Oh, Lance, es war nicht nur die Angst, unter der ich litt, während die Reise ihren Lauf nahm. Es war auch die Demütigung. Die müssen doch gewusst haben, dass ich wusste, dass sie wussten, dass es unerhört und grotesk von ihnen war, dass sie mich so bedrängten und mir eine Todesangst einjagten. Und ich ließ es mir gefallen. In meiner Jämmerlichkeit ließ ich mich auf die Fiktion ein, es wäre vollkommen nachvollziehbar, dass ein Trio von Männern, die aussahen wie Mörder, es darauf anlegte, durch dieses seltsame Verhalten mein Herz zum Stillstand zu bringen.

Wenn ich die völlig absurde Natur der Situation zur Sprache brachte, konnte es gut sein, dass ich damit den Gewaltausbruch provozierte, vor dem ich mich so sehr fürchtete und der früher oder später wahrscheinlich sowieso kommen würde. Ich saß reglos da wie festgefroren und sagte gar nichts.

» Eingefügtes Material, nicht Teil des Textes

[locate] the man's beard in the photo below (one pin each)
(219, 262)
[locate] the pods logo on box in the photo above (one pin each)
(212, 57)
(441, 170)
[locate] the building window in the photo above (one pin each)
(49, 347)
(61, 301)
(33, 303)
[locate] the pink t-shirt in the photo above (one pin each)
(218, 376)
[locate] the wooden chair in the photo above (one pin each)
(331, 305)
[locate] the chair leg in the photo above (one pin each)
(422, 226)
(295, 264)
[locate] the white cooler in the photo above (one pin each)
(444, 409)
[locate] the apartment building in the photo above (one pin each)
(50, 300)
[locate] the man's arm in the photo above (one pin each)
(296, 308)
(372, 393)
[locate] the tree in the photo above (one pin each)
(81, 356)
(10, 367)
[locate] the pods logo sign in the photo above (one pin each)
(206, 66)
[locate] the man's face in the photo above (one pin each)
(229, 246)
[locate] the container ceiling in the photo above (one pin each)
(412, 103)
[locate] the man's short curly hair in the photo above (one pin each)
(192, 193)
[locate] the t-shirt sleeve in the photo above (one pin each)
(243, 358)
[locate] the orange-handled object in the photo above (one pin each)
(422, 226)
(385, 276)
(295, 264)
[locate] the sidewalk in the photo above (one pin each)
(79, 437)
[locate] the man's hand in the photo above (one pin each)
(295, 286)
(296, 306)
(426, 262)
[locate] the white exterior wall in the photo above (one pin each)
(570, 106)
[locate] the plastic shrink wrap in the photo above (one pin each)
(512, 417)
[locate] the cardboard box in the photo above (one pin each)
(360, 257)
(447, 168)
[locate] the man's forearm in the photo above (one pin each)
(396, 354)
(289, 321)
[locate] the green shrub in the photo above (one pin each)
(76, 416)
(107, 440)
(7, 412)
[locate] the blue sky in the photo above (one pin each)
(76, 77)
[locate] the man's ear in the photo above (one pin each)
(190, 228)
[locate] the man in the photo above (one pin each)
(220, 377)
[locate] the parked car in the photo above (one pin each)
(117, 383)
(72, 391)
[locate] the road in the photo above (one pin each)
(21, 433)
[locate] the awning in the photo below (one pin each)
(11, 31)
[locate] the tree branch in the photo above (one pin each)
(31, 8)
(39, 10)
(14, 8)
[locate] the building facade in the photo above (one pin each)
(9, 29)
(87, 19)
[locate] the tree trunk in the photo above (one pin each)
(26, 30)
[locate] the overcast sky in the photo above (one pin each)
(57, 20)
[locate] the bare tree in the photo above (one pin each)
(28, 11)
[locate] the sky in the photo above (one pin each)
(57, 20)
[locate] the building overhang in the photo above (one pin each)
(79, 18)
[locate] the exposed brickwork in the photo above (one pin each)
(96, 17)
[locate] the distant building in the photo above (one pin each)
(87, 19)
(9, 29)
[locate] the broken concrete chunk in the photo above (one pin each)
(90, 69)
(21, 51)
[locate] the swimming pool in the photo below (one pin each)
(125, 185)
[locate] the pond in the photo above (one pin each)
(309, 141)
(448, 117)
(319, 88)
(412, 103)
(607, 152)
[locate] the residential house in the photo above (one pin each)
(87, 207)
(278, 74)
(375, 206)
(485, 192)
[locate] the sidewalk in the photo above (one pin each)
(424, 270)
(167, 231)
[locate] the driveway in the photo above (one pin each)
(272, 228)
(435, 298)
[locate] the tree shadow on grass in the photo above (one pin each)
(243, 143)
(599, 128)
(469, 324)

Noch eine halbe Stunde Fahrt lag vor mir. Noch einmal zermarterte ich mir das Hirn und versuchte irgendeinen Hinweis zu finden, warum mir das alles widerfuhr. Es musste doch einen Grund geben. Hatte ich irgendwann in der Vergangenheit jemanden so sehr beleidigt, dass die betreffende Person sich ihre Wut so lange aufgespart hatte, bis sie endlich das Geld oder die Gelegenheit hatte, mich in diese Horrorsituation zu bringen? Ich fragte mich, was es wohl kostete, drei Schläger anzuheuern, um sich auf diese Weise an irgendjemandem zu rächen. Mit einem Kopfschütteln gab ich es auf. Natürlich musste ich im Laufe meines Lebens dem einen oder anderen auf die Füße getreten sein, aber mir fiel niemand ein, der mir den Eindruck vermittelt hatte, so tief verletzt zu sein, dass ich ihm so etwas zutrauen würde.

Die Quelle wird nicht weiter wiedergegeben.